The dinner itself was delicious and wonderful. I really didn't get it. We could always eat like this at home, but I wasn't going to say anything. I was having too much fun. Sam told us a lot of funny stories of her off-world missions. She also talked about her younger days, especially about her own Mom. I guess talking about her Mom made Sam feel sad because she could not hold back her little sobs. Mom took one of Sam's hands and held it tightly while I took the other one. Then I took hold of Mom's other hand and, do you know what happened, I received two beautiful smiles from the most gorgeous women in the room. We sat like that holding each other's hand for sometime. Supposedly to give Sam much needed support but I also think we wanted to feel like a family. And we did.

Not long after that we left to take a stroll in the nearby park. Mom ushered me to a bench while Sam went to get us some more snacks and, of course, some sort of coffee beverage for her. More food… LOL… something told me Sam was nervous. When Sam came back with her hands full, they both sat down, one on each side of me. Sam was most definitely a little agitated, smiling oh so nervously at me.

Then Mom started their explanation gently.

She told me about their obvious attraction to each other and the reasons why they did not do anything about it before. That was why Sam has been so distant for a month or so. Mom told me that she noticed how sad I was by Sam's absence and that, after the night of the N'Sync concert, Mom had called Sam to work things out. She wanted Sam to be around, so she could spend some time with me. (I didn't really notice that I was depressed with Sam's absence. Though, come to think of it… I was a bit hurt during all that time, thinking I might have done something to make Sam not want to see me anymore). Then Mom admitted with a twinkle in her eye, that, even though she loved me lots, she had an ulterior motive getting Sam to come visit again. In the process of working things out, they had been unable to deny their attraction towards each other, and now wanted to take things further.

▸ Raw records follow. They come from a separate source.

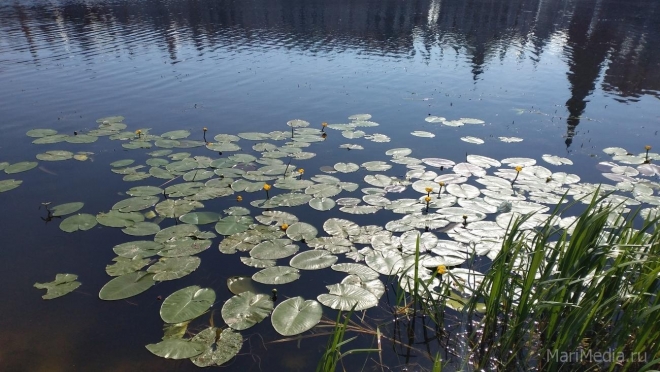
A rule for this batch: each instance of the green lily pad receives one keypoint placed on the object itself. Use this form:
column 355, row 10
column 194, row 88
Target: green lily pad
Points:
column 200, row 218
column 233, row 224
column 276, row 275
column 186, row 304
column 142, row 229
column 220, row 349
column 123, row 265
column 346, row 297
column 301, row 231
column 126, row 286
column 174, row 267
column 81, row 138
column 140, row 248
column 63, row 284
column 115, row 218
column 55, row 155
column 176, row 208
column 144, row 191
column 122, row 163
column 68, row 208
column 273, row 249
column 313, row 260
column 6, row 185
column 174, row 233
column 296, row 315
column 136, row 203
column 246, row 309
column 78, row 222
column 21, row 167
column 177, row 348
column 184, row 247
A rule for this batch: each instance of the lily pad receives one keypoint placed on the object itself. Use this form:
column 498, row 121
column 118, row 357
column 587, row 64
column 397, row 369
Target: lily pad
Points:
column 6, row 185
column 186, row 304
column 346, row 297
column 126, row 286
column 276, row 275
column 63, row 284
column 142, row 229
column 174, row 267
column 313, row 260
column 79, row 222
column 177, row 348
column 246, row 309
column 233, row 224
column 301, row 231
column 220, row 349
column 296, row 315
column 20, row 167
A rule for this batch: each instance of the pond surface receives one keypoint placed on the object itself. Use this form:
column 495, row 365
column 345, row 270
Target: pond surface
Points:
column 568, row 77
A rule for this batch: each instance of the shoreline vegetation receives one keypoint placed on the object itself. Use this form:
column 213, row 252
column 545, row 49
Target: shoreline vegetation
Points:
column 480, row 273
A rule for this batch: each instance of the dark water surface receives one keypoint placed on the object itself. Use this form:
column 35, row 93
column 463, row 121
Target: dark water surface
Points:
column 570, row 77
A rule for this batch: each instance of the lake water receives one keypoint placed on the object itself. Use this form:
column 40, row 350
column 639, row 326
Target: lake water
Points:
column 569, row 77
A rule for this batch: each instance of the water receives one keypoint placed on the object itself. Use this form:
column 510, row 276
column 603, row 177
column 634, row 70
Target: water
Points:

So then Sam asked me if it was okay for her to take Mom out. Blushing, she added sheepishly, like on a date. Her voice was so low as if she was afraid I would say no! Oh God! As if I would. Know what I did? I kissed Sam on her cheeks and pulled Mom towards us. I was hugging both my parents tightly and I felt Sam's tears on my cheeks. It was as if I just granted her the best gift that she could ever dream of. I guess I just did!

Mom kissed my temple gently. I know she must be overjoyed too, but I know her too. Dr. Janet Fraiser is very much a professional who will always be the anchor for both Sam and me. We sat there hugging each other and just watching the night sky. Suddenly, I jumped and pointed upwards at the sky. Sam and Mom looked up at the star I'm pointing to. I told them I'd picked that one as my Hanka. Then, quietly, I told them that I don't need a pretend Hanka anymore. I have my very own Hanka here on Earth.

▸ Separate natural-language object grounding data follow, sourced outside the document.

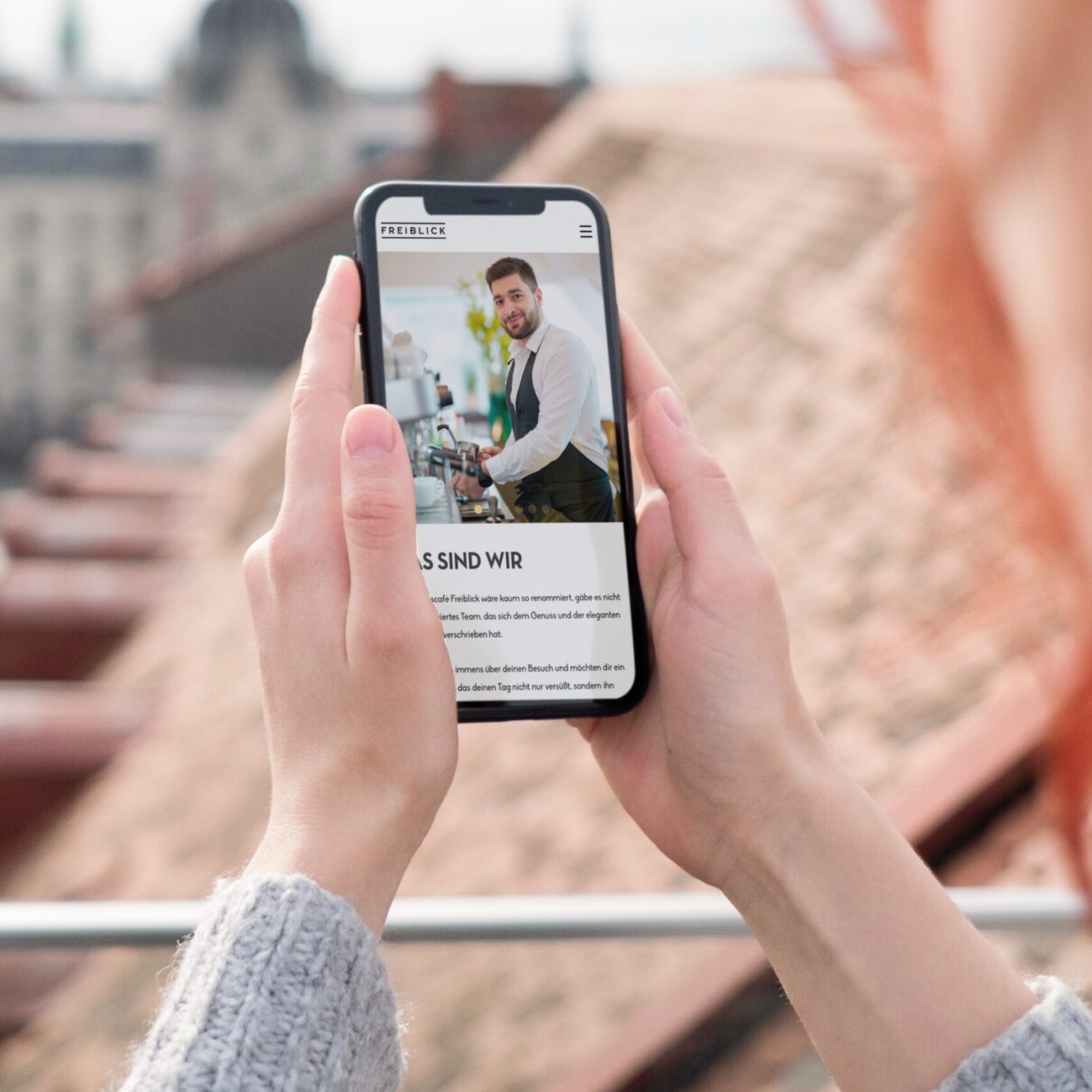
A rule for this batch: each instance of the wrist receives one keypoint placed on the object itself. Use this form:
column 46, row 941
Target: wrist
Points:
column 362, row 862
column 794, row 805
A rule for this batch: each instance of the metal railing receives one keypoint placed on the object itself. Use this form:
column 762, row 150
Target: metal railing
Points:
column 26, row 924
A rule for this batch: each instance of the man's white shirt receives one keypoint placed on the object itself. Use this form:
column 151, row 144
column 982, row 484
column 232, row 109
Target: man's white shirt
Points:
column 563, row 379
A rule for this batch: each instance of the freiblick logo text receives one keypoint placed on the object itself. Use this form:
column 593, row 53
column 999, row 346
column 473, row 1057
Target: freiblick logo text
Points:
column 413, row 229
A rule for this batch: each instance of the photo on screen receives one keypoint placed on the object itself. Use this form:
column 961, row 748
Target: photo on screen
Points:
column 496, row 367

They both hugged me tighter and Mom and I joined in the crying. You should've seen us, all so happy, sobbing away with each other. It was just perfect Justin, my home here on Earth with two perfect parents, and now, my parents being together.

Am I putting you to sleep Justin? I'm sorry but I just want to put this in writing so I can remember it later. WOW! My parents asked me if it's okay with me if they see each other. I don't think everyone gets this chance. The chance to say yes please, I want you, my parents, to be together. Oh shut me up Justin, I am getting all sappy now. I am just so happy. I have it all once again.

Night my friend… thanks for listening… more very soon.


And the diary continued throughout her coming of age years, shared with Justin, who became Buffy, who became Warren, who became Dominic; but, most importantly, shared with the ever constants in her life, Sam and Janet.